As the Whig reported in August, a Circuit Court judge rejected County Executive Alan McCarthy’s suit to have Danielle Hornberger’s name removed from the November ballot because of her failure to file a required personal financial statement. The legal bar for such a change to the ballot is high, and the judge ruled that McCarthy had not met it.
I have obtained the transcript of the court hearing on this matter, the judge’s written decision, and Ms. Hornberger’s financial statements (public documents), the first one not filed until a month after the June primary election. My review of this material gives me considerable concern about Ms. Hornberger’s candidacy.
The record does not indicate any obvious dishonesty on either side. An Elections Board staff member (since removed) certified Ms. Hornberger’s candidacy without the required document and later attempted to cover her own mistakes. Ms. Hornberger was not involved in that malfeasance.
What is evident is Ms. Hornberger’s cavalier attitude about the requirements for filing for candidacy, and not just for the financial statement but also for a treasurer’s form. The need to file a financial disclosure form is listed on the Election Board’s website quite prominently. In her testimony she claimed ignorance as a first-time candidate and couldn’t remember key events. She said she counted on an Election Board staff member to tell her what to do.
Yet she is running for County Executive, which oversees a complex bureaucracy with a current total budget of $339 million. If she is elected, who will then be telling her what to do? Ms. Hornberger has never held elective office and there is nothing in her background that has prepared her for such a job. Her financial statements, filed under penalty of perjury, are obviously incomplete.

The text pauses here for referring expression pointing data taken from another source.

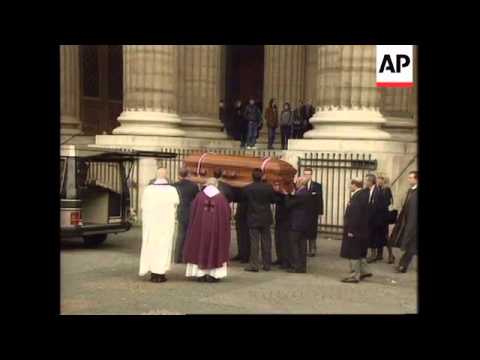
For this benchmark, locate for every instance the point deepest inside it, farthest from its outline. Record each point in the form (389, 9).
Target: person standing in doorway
(285, 125)
(404, 234)
(309, 112)
(187, 190)
(315, 189)
(239, 124)
(271, 115)
(355, 234)
(253, 117)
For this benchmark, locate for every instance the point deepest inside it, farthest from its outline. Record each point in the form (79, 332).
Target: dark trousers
(406, 259)
(271, 137)
(285, 135)
(180, 241)
(243, 240)
(281, 243)
(260, 235)
(298, 250)
(297, 133)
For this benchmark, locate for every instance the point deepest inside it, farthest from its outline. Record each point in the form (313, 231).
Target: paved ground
(105, 281)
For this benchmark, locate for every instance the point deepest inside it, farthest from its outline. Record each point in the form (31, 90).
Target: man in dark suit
(281, 233)
(377, 216)
(404, 234)
(300, 205)
(243, 237)
(187, 190)
(223, 187)
(355, 233)
(315, 189)
(258, 196)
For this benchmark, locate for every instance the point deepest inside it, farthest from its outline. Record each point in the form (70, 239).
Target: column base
(401, 129)
(157, 143)
(347, 124)
(202, 127)
(149, 123)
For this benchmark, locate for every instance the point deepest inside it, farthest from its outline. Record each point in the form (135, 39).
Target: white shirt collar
(161, 181)
(211, 191)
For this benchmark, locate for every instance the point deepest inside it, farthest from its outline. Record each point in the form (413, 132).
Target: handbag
(392, 216)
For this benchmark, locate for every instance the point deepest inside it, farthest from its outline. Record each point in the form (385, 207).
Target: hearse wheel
(94, 240)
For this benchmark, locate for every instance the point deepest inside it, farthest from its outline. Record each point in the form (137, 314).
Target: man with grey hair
(159, 207)
(207, 245)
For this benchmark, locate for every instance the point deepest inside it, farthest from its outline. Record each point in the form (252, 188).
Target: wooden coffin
(238, 169)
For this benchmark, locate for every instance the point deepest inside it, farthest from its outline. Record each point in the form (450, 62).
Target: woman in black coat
(355, 237)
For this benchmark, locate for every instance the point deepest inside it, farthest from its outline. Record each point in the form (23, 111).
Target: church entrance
(101, 77)
(244, 68)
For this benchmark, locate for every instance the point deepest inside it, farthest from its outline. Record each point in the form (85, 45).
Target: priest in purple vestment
(207, 244)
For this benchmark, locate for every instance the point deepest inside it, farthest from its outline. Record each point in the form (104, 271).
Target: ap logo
(395, 65)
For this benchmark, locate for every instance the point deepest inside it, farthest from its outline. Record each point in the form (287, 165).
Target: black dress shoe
(363, 276)
(391, 260)
(211, 279)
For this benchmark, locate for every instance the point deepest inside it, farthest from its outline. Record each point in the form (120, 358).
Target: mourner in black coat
(404, 234)
(355, 234)
(387, 193)
(187, 190)
(281, 233)
(259, 196)
(243, 238)
(315, 189)
(377, 218)
(300, 207)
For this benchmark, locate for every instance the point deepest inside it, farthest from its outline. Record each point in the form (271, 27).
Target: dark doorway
(101, 87)
(244, 73)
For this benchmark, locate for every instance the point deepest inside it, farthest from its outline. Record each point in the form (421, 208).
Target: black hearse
(94, 191)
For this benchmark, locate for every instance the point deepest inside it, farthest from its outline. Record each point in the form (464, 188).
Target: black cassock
(317, 208)
(356, 223)
(377, 218)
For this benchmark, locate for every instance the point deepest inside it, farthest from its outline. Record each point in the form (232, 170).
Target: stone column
(70, 90)
(311, 68)
(347, 96)
(284, 75)
(150, 91)
(199, 76)
(398, 105)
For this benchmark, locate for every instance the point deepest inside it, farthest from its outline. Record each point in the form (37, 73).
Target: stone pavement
(105, 280)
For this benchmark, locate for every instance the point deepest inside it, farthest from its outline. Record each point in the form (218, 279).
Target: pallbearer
(159, 206)
(206, 250)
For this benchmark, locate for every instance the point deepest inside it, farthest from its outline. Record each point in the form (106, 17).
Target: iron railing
(335, 171)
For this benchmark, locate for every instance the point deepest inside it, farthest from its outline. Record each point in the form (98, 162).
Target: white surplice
(193, 270)
(159, 206)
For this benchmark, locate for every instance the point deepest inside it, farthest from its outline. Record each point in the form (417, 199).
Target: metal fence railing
(334, 171)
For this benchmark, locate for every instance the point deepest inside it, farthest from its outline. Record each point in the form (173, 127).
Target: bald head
(162, 173)
(212, 182)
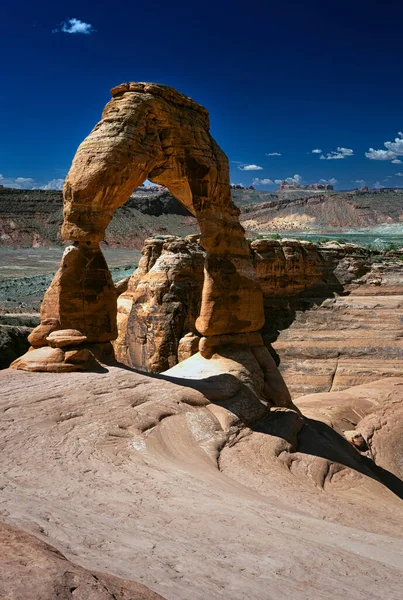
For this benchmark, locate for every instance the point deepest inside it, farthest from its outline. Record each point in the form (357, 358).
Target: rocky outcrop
(333, 313)
(13, 343)
(161, 305)
(350, 335)
(153, 131)
(31, 569)
(154, 478)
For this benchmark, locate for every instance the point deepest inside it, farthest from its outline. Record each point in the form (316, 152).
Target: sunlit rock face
(149, 131)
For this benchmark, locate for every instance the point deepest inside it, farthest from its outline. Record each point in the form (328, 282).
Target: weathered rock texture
(161, 305)
(157, 478)
(153, 131)
(149, 130)
(343, 329)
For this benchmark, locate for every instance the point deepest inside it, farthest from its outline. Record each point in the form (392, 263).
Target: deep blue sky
(285, 77)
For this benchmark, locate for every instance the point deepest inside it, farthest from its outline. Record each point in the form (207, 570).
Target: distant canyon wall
(33, 218)
(333, 316)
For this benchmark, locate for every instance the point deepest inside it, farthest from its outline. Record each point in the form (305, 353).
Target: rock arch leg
(149, 130)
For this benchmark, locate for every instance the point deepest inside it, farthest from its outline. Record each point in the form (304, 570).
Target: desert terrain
(219, 416)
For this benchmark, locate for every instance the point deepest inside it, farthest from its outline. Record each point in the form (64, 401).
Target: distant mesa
(289, 187)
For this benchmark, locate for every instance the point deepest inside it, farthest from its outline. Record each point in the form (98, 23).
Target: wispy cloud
(250, 168)
(338, 154)
(74, 26)
(258, 181)
(392, 152)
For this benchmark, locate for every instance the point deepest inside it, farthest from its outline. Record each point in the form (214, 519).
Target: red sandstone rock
(30, 569)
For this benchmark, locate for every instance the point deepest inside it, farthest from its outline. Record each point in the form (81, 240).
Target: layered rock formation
(151, 131)
(158, 479)
(333, 314)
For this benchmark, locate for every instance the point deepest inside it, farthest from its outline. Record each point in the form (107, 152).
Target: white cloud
(338, 154)
(74, 26)
(54, 184)
(258, 181)
(393, 150)
(250, 168)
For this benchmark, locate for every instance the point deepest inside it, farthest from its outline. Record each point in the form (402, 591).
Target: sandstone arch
(150, 131)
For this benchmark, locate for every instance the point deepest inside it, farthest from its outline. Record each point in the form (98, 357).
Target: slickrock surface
(151, 130)
(147, 130)
(146, 478)
(30, 569)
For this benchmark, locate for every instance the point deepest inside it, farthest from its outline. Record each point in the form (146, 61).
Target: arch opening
(150, 131)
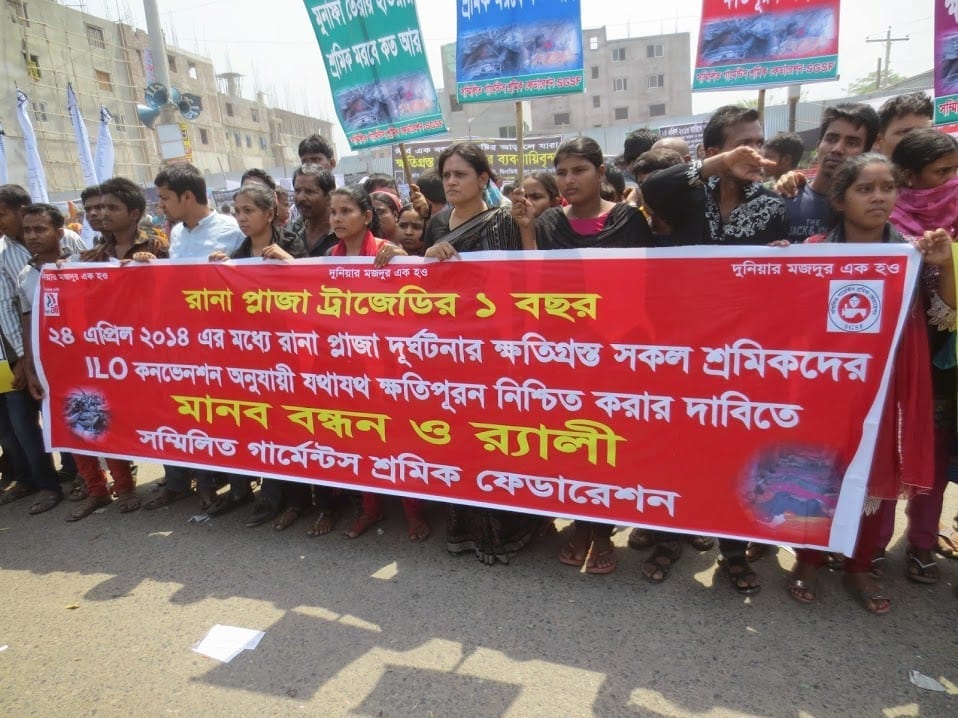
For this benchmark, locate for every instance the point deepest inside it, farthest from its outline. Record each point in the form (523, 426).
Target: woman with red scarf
(352, 218)
(864, 190)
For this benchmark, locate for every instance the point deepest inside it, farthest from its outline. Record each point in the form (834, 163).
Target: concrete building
(47, 45)
(629, 82)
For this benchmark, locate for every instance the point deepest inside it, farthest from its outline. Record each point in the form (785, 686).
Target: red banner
(730, 392)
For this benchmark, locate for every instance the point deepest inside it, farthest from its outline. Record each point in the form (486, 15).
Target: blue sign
(190, 106)
(156, 95)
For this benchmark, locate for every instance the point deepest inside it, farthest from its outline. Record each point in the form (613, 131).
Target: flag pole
(520, 164)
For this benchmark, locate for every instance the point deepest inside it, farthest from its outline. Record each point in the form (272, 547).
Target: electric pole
(888, 40)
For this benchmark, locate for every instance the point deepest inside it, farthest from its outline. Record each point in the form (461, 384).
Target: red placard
(716, 391)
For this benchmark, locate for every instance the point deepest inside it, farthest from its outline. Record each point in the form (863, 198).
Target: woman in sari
(863, 191)
(472, 223)
(588, 221)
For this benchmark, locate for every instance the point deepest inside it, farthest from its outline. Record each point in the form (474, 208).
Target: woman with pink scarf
(928, 201)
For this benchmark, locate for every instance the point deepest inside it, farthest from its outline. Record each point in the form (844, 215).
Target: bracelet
(694, 173)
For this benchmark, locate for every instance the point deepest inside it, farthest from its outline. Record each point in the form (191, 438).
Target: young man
(198, 230)
(846, 130)
(785, 149)
(676, 144)
(20, 417)
(43, 232)
(92, 205)
(311, 187)
(899, 116)
(719, 200)
(317, 150)
(122, 204)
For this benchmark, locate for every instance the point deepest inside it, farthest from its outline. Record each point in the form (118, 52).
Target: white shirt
(14, 256)
(215, 233)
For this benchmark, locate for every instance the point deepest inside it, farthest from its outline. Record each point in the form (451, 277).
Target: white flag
(36, 178)
(3, 158)
(82, 138)
(103, 163)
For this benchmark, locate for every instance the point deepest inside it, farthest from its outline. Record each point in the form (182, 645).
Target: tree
(868, 83)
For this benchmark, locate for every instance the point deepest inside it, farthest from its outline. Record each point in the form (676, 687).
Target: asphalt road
(99, 618)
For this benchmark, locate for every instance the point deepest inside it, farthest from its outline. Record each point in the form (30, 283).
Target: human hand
(419, 202)
(523, 213)
(274, 251)
(386, 253)
(442, 251)
(746, 164)
(935, 247)
(790, 184)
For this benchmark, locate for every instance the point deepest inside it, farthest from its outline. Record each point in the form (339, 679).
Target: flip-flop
(325, 522)
(592, 565)
(743, 573)
(286, 519)
(661, 561)
(872, 600)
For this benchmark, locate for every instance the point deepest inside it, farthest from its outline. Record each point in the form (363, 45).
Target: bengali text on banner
(715, 391)
(763, 43)
(375, 59)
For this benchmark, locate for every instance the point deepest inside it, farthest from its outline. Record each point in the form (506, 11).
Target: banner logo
(855, 307)
(51, 303)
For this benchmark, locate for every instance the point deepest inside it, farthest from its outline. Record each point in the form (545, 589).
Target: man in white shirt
(199, 230)
(20, 434)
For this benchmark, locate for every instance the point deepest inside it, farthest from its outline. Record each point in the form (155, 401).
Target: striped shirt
(14, 256)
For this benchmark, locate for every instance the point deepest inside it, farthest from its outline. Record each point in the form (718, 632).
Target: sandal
(362, 524)
(16, 491)
(948, 545)
(91, 504)
(867, 593)
(640, 539)
(46, 500)
(127, 502)
(324, 523)
(878, 564)
(602, 561)
(800, 586)
(287, 518)
(165, 498)
(919, 571)
(657, 566)
(78, 490)
(702, 543)
(740, 575)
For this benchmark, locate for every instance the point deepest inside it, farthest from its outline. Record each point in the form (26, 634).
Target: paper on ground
(224, 643)
(923, 681)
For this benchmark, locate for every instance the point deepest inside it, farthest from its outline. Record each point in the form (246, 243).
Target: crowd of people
(878, 177)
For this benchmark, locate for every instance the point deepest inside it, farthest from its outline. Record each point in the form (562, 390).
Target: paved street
(100, 616)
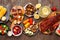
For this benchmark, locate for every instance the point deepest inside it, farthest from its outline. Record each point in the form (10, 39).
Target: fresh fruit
(3, 18)
(38, 6)
(9, 33)
(31, 21)
(44, 11)
(3, 28)
(58, 31)
(26, 21)
(27, 25)
(54, 9)
(36, 16)
(2, 11)
(17, 30)
(29, 9)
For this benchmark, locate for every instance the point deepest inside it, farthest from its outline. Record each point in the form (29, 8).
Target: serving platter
(53, 36)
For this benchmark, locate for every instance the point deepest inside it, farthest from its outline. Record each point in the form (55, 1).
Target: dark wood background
(39, 35)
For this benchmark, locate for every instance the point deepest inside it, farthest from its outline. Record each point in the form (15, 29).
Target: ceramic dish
(3, 28)
(5, 14)
(17, 14)
(29, 9)
(30, 28)
(17, 30)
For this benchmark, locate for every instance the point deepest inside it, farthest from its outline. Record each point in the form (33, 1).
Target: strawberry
(53, 8)
(0, 27)
(31, 21)
(58, 31)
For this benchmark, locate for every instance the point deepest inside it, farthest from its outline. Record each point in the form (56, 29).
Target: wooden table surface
(39, 35)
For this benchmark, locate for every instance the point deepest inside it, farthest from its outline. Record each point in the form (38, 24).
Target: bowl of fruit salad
(17, 30)
(30, 27)
(29, 9)
(3, 28)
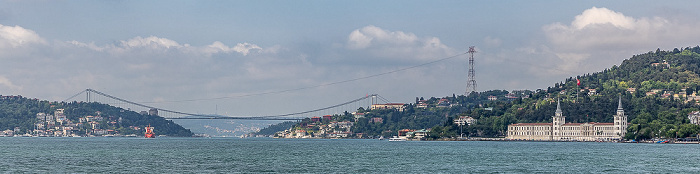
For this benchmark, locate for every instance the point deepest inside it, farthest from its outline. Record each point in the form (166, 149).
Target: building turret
(557, 120)
(620, 120)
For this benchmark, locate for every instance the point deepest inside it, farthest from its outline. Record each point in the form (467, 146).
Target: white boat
(396, 139)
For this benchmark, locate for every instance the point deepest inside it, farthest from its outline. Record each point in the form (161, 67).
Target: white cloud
(12, 37)
(243, 48)
(492, 42)
(4, 81)
(599, 37)
(396, 44)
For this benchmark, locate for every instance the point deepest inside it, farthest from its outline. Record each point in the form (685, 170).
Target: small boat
(149, 132)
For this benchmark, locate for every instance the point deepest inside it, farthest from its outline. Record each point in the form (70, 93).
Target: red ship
(149, 132)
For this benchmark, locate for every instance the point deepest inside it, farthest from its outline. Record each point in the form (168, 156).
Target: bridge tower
(471, 82)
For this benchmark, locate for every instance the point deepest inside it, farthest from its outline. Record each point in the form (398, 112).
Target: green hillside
(658, 90)
(20, 112)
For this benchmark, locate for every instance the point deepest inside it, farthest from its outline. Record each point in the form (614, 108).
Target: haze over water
(266, 155)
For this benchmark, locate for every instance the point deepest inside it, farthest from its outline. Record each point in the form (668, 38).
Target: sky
(232, 57)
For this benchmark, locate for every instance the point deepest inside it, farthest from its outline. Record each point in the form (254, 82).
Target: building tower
(557, 121)
(471, 82)
(620, 120)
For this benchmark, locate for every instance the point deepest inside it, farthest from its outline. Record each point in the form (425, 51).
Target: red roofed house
(327, 117)
(559, 130)
(397, 106)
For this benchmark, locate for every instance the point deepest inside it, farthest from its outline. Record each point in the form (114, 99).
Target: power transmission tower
(471, 83)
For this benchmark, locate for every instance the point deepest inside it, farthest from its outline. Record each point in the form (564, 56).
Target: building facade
(559, 130)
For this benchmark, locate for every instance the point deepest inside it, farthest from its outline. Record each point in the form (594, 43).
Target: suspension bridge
(92, 95)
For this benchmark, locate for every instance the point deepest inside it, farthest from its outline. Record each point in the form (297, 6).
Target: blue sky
(160, 51)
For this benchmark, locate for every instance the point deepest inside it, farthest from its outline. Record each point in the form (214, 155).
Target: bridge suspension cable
(316, 86)
(208, 116)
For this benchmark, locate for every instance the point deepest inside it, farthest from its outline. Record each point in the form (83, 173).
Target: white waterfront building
(559, 130)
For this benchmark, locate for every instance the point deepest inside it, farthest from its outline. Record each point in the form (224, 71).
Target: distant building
(315, 119)
(559, 130)
(493, 98)
(694, 117)
(465, 120)
(41, 117)
(376, 120)
(327, 117)
(397, 106)
(153, 112)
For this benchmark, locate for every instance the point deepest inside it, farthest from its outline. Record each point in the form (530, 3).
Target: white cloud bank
(396, 44)
(13, 37)
(606, 36)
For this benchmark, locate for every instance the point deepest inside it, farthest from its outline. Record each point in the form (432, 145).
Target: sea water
(267, 155)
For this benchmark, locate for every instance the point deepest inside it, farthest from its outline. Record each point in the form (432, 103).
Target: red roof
(531, 124)
(394, 104)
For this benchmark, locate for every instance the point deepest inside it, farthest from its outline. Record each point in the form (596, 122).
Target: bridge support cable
(145, 106)
(204, 116)
(71, 97)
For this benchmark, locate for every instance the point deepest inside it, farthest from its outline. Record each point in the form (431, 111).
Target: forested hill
(20, 112)
(658, 89)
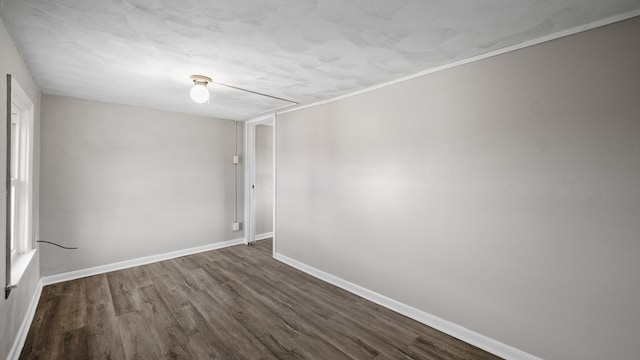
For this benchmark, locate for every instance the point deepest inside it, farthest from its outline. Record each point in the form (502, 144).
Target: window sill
(19, 265)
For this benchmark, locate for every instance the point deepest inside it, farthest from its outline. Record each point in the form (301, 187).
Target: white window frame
(20, 148)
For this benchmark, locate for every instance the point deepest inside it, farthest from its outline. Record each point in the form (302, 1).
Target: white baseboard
(72, 275)
(21, 337)
(264, 236)
(471, 337)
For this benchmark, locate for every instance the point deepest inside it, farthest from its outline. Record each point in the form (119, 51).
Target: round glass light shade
(199, 93)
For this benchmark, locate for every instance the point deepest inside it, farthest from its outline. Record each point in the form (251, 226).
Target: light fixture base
(200, 79)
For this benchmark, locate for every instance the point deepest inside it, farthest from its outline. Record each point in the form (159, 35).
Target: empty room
(320, 179)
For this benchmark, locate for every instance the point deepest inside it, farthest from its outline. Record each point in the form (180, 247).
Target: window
(19, 233)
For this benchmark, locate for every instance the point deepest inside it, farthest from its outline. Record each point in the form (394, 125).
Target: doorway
(260, 135)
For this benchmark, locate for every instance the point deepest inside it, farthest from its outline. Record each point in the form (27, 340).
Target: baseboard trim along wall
(264, 236)
(483, 342)
(73, 275)
(18, 344)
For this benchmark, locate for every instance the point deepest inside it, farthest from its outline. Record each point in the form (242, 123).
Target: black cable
(235, 201)
(58, 245)
(254, 92)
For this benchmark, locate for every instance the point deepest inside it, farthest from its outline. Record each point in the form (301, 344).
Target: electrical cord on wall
(58, 245)
(235, 203)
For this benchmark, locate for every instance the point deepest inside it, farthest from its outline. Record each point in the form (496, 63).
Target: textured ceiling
(142, 52)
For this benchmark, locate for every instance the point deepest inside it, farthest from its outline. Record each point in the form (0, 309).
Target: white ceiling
(142, 52)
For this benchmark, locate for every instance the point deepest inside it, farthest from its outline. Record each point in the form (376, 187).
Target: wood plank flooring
(233, 303)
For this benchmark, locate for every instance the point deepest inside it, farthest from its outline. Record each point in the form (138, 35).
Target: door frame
(250, 176)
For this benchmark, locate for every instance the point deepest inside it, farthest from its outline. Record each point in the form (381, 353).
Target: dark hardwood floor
(233, 303)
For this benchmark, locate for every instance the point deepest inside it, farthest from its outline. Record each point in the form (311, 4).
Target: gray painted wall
(264, 179)
(123, 182)
(502, 195)
(14, 309)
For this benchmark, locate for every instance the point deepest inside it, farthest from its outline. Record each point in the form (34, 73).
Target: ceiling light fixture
(199, 92)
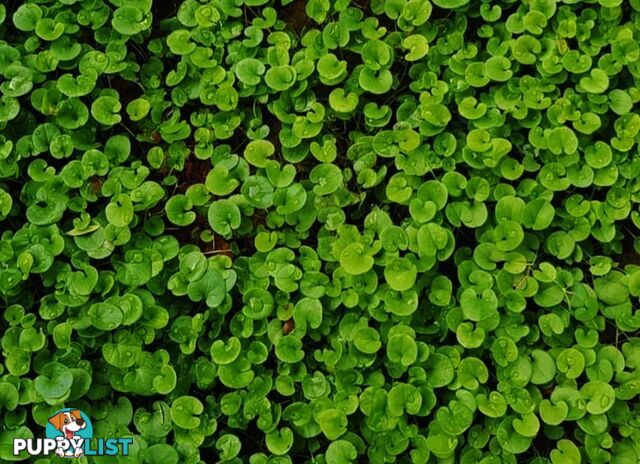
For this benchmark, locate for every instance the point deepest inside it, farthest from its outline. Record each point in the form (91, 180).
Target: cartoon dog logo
(68, 423)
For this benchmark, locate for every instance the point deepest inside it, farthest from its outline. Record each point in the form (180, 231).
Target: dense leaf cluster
(276, 231)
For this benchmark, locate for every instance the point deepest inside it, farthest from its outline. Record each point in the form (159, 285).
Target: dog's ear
(57, 420)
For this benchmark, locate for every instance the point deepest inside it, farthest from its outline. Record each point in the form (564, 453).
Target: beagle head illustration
(68, 422)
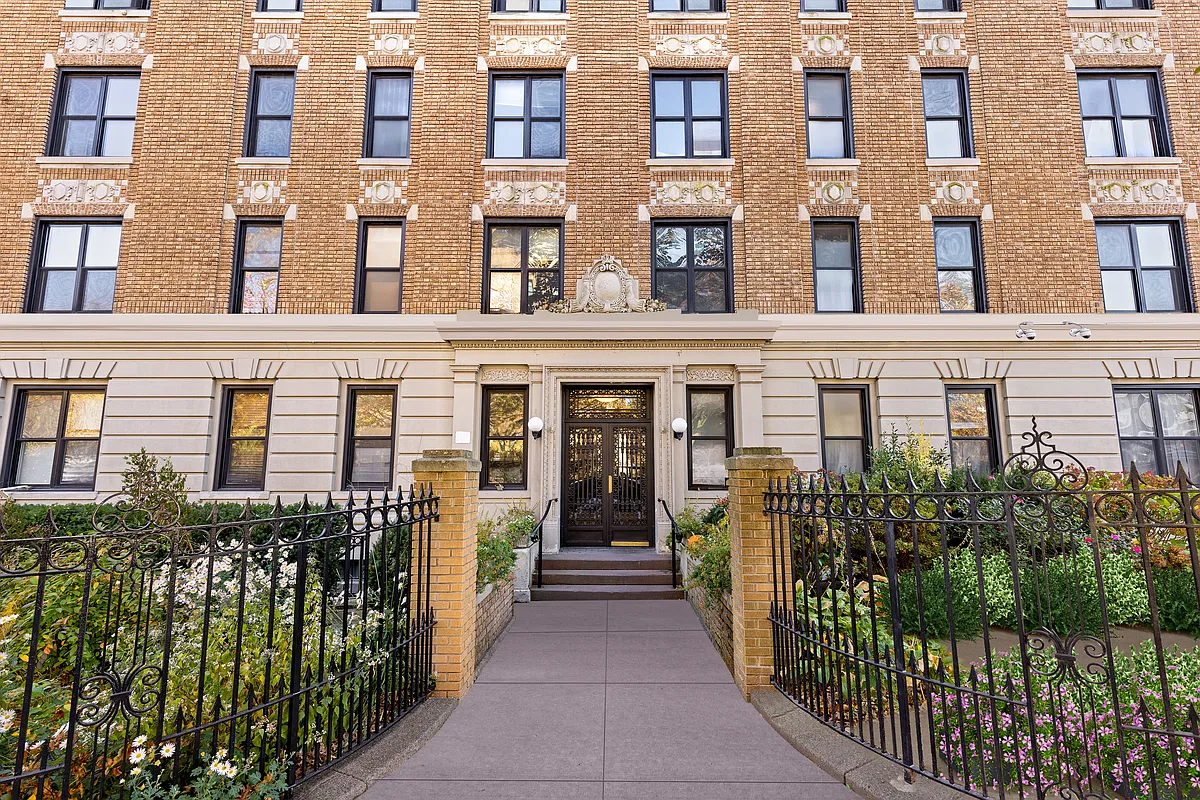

Is financial disclosure a paperwork requirement of little importance? Not according to the judge in the case. In his ruling, he wrote that “At best, Hornberger ‘put her head in the sand’ and failed to exercise the due diligence that is expected of a candidate for public office”.
I’m a political independent, but many of my Republican friends apparently think that if a person simply claims to be a “Trump Republican” (Lord help us!) they are qualified for office. Voters in Cecil County deserve better choices than we have this year, the result of a decade of one-party rule. I fear that the dysfunction in Washington will soon be reflected here.